Kugelrundes Ballpanorama
Das Ganze hat etwas von einem obskuren, religiösen Ritual: Zuerst einmal – Schuhe ausziehen. Dann eintauchen ins schwarze Becken. Kugeln umspülen den Körper, die Beine sinken tiefer. Und schon stellt sich der magische Effekt ein: Die Haare knistern, stehen mit jeder Bewegung mehr zu Berge.
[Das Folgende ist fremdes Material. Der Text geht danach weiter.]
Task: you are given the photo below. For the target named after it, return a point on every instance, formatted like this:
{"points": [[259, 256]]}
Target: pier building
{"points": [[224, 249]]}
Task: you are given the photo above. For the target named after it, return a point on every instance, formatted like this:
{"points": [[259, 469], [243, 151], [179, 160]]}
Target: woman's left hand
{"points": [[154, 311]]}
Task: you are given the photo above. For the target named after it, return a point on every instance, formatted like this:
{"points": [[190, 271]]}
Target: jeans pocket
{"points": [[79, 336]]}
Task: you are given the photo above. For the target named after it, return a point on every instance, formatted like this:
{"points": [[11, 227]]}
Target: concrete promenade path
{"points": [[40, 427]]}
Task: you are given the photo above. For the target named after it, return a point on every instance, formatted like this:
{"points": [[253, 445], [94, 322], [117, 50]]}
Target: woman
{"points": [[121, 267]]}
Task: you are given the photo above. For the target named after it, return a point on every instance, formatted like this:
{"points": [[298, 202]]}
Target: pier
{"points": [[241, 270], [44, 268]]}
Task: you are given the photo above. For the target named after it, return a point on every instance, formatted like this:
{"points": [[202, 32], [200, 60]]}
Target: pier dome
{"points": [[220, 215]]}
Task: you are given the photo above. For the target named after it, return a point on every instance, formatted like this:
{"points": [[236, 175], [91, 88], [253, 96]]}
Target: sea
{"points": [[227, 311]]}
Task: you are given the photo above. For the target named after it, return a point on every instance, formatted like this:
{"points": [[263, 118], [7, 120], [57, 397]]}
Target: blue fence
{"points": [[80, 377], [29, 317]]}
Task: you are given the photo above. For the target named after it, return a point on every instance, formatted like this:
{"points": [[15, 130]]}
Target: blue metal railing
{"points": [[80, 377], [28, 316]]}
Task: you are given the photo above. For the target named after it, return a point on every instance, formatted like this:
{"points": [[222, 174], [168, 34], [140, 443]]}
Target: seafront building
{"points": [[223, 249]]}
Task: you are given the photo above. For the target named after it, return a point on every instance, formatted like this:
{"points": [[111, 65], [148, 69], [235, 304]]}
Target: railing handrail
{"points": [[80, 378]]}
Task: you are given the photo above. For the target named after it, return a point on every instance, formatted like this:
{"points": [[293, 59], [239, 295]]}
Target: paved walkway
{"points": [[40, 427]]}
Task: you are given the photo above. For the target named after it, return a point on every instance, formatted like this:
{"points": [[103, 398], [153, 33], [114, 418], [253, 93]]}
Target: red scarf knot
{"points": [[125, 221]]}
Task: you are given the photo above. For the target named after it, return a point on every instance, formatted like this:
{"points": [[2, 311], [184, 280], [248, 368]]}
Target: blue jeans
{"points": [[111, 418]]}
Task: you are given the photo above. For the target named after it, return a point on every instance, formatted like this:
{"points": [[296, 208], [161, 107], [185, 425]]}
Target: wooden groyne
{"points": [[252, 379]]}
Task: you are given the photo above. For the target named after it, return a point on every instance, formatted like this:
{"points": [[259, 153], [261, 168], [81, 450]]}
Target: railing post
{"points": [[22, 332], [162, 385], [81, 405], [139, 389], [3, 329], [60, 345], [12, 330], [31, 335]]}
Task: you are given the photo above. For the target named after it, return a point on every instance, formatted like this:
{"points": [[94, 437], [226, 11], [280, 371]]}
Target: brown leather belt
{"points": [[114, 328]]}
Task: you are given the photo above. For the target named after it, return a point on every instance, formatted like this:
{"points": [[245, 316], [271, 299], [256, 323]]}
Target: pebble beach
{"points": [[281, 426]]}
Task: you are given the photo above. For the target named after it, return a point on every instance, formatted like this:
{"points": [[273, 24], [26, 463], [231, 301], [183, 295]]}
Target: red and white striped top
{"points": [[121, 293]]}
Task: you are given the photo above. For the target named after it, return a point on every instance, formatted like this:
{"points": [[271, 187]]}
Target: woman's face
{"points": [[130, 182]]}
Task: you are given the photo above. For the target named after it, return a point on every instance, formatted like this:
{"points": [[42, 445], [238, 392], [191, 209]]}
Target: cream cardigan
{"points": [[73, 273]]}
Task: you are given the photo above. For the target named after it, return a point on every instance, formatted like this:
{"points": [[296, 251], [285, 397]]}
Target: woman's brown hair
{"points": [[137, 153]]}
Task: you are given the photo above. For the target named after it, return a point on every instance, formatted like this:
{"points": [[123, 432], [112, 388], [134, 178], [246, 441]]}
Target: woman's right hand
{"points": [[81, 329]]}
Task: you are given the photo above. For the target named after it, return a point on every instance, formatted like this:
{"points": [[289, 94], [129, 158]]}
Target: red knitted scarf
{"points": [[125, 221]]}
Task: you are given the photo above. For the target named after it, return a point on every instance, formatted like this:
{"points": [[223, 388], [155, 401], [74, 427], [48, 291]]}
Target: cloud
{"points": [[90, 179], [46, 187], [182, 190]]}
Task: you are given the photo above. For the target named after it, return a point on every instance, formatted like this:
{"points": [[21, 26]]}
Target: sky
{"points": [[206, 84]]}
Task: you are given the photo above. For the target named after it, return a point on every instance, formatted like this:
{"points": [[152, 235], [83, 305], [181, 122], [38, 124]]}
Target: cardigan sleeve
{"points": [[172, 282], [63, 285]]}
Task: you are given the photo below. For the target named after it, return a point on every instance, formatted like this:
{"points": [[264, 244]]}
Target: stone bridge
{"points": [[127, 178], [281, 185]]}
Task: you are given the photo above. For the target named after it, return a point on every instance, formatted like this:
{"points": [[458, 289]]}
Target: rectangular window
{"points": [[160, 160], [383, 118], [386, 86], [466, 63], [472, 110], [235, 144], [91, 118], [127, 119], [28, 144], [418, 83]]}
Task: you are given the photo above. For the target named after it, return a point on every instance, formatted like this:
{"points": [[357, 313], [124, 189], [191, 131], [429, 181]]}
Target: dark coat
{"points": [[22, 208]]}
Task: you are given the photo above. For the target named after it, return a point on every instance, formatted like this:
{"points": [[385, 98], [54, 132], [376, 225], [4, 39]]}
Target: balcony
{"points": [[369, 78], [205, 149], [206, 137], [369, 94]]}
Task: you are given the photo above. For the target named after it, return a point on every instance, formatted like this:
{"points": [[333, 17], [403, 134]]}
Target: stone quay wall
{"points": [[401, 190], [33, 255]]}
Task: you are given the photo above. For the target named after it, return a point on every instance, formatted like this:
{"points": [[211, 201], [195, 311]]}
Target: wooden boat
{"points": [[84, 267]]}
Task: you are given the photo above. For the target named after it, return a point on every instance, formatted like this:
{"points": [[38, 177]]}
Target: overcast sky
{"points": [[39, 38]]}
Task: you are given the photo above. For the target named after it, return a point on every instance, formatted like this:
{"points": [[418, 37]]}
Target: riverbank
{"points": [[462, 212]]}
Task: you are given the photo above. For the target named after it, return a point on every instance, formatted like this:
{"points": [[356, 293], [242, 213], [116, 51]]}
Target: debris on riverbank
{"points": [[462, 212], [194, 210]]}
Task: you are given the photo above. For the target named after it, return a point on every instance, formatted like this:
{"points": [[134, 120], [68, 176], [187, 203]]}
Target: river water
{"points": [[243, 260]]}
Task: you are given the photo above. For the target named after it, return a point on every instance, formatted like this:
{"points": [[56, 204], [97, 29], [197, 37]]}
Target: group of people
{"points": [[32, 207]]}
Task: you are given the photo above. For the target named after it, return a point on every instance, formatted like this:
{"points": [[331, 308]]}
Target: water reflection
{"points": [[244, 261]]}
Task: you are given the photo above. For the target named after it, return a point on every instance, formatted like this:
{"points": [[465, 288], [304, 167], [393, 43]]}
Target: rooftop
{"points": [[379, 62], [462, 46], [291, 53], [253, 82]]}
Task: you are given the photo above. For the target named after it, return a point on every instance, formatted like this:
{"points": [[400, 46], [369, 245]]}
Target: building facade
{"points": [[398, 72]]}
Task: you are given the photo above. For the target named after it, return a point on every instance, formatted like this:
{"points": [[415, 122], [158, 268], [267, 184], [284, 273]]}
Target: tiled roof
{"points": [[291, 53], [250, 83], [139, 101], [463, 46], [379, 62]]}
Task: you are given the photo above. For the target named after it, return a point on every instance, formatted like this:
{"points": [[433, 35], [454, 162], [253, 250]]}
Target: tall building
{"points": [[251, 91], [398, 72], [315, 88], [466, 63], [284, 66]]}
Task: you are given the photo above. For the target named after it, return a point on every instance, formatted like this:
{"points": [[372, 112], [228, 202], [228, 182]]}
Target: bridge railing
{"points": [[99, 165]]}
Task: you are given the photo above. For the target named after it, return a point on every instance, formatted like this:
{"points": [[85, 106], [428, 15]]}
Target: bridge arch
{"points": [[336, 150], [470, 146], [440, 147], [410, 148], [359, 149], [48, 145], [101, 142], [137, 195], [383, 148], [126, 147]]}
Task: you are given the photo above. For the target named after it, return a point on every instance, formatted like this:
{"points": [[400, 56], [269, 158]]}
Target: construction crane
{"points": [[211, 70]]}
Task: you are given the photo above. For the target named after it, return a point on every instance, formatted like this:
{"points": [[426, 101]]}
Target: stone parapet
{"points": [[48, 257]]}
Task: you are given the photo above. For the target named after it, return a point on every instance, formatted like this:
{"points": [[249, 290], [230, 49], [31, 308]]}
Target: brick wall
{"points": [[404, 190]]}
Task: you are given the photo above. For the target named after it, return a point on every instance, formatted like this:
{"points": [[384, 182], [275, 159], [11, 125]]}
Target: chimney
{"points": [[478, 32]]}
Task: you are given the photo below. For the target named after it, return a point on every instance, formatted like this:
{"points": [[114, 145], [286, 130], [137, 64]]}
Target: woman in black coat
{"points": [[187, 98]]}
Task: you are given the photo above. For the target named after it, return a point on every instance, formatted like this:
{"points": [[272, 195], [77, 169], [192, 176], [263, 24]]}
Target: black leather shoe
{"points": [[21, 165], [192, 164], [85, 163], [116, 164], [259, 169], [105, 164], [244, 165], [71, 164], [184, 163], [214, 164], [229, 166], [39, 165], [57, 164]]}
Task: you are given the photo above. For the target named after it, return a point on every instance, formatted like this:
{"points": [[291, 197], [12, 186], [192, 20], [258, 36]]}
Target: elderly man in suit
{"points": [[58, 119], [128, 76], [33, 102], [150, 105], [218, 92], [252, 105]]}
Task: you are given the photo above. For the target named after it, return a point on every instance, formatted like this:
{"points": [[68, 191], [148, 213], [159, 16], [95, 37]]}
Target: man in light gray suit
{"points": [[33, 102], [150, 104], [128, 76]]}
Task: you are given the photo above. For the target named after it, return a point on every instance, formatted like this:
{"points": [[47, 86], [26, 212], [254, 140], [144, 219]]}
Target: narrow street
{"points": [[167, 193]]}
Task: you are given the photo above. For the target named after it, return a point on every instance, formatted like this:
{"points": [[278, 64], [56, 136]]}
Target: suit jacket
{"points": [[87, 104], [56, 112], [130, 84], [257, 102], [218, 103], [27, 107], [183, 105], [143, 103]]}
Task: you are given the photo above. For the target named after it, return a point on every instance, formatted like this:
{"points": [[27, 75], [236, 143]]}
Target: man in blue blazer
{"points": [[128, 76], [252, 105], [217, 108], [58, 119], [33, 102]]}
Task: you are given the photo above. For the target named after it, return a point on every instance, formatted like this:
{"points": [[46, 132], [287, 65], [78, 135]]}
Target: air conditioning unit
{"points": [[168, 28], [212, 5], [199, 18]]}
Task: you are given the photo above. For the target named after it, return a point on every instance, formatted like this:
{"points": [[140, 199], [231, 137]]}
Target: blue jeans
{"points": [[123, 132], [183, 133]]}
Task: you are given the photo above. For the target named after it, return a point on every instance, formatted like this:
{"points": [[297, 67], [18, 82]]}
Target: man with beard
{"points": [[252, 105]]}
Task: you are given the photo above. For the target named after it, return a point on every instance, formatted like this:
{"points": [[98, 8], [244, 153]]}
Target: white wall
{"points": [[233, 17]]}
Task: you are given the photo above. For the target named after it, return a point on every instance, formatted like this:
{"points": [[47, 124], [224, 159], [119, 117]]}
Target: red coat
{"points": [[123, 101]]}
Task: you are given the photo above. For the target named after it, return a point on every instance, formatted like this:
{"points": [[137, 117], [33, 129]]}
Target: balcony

Das Bällebad elektrisiert.

Maya McKechneay
Lustig, aber leider verboten: Reinspringen
Während der Körper in der Installation „Les thermes“ des französisch-belgischen Künstlerkollektivs France Distraction angenehm leicht wird, fällt das Vorwärtskommen schwerer. Die Bälle tragen einen, halten einen, schreiben die Geschwindigkeit vor. Und hier trifft sich die Idee des Bällebades mit dem Denken der Stoiker, jener Philosophenschule, die um 300 vor Christus Gelassenheit predigte. Die Entschleunigung stellt sich im Bällebad „Les thermes“ von selbst her - weil Hast hier sowieso nicht möglich ist.
„Nicht spitzfindig sein!“
Zwischendurch kann man immer wieder einen Ball hochnehmen, ihn im Licht drehen und versuchen den eingestanzten Spruch zu lesen. Kleine und große Einsichten, die vermutlich eher frei aus dem Altgriechischen übersetzt sind: „Das Gespräch soll ebenso locker sein wie die Kleidung.“ Oder der dezente Hinweis: „Nicht spitzfindig sein!“

Maya McKechneay
Die Stoa empfiehlt: „Nicht spitzfindig sein!“
75 Sprüche aus den Überlieferungen der Stoa sind es insgesamt – geprägt auf über 25.000 Bälle. Speziell für die Festwochen produzierten France Distraction diese zweite, deutschsprachige Version. Die Bälle jedenfalls sind angenehm weich, nichts drückt, alles ist im Fluss: Alles hängt mit allem und jeder Mensch im Becken mit all den anderen zusammen, denn die eigenen Bewegungen wachsen wellenförmig bis zum anderen Beckenrand fort.
Hinweis
In „Les thermes“ im Wiener Künstlerhaus kann noch bis 19. Juni täglich von 10.00 bis 21.00 Uhr bei freiem Eintritt gebadet werden.
In diesem Raum werden sich während der Festwochen Menschen kennenlernen: Erwachsene, die wieder zu Kindern werden. Und Kinder, die sich gegen die Vorschriften der Erwachsenen („Nicht werfen!“) verbünden.
Zehnmal größer als im schwedischen Möbelhaus
Für Kinder ist das hier natürlich ein Paradies. Wie beim schwedischen Möbelhändler. Nur in der schwarzen Premiumedition, zehnmal so groß. Das Springen vom Rand ist verlockend, allerdings auch verboten – wer weiß, wessen Arme und Beine unter der Oberfläche liegen.

Maya McKechneay
Beim Bällebad lernt man einander kennen
Vor dem Eintauchen bittet einen die Aufsicht, Rock- und Hosentaschen zu leeren, ein ernstzunehmender Hinweis, zumal jeder Gegenstand, den man hier drin verliert, verloren ist – bis die Bälle am Ende wieder ausgelassen werden. Münzen, Ringe, Armbanduhren – schlaue Diebe kommen mit Magneten. Wobei: Die Stoiker würden auch diese zur Seite nehmen und fragen: Wozu Besitz? Nur in Bedürfnislosigkeit lebt es sich angenehm und frei.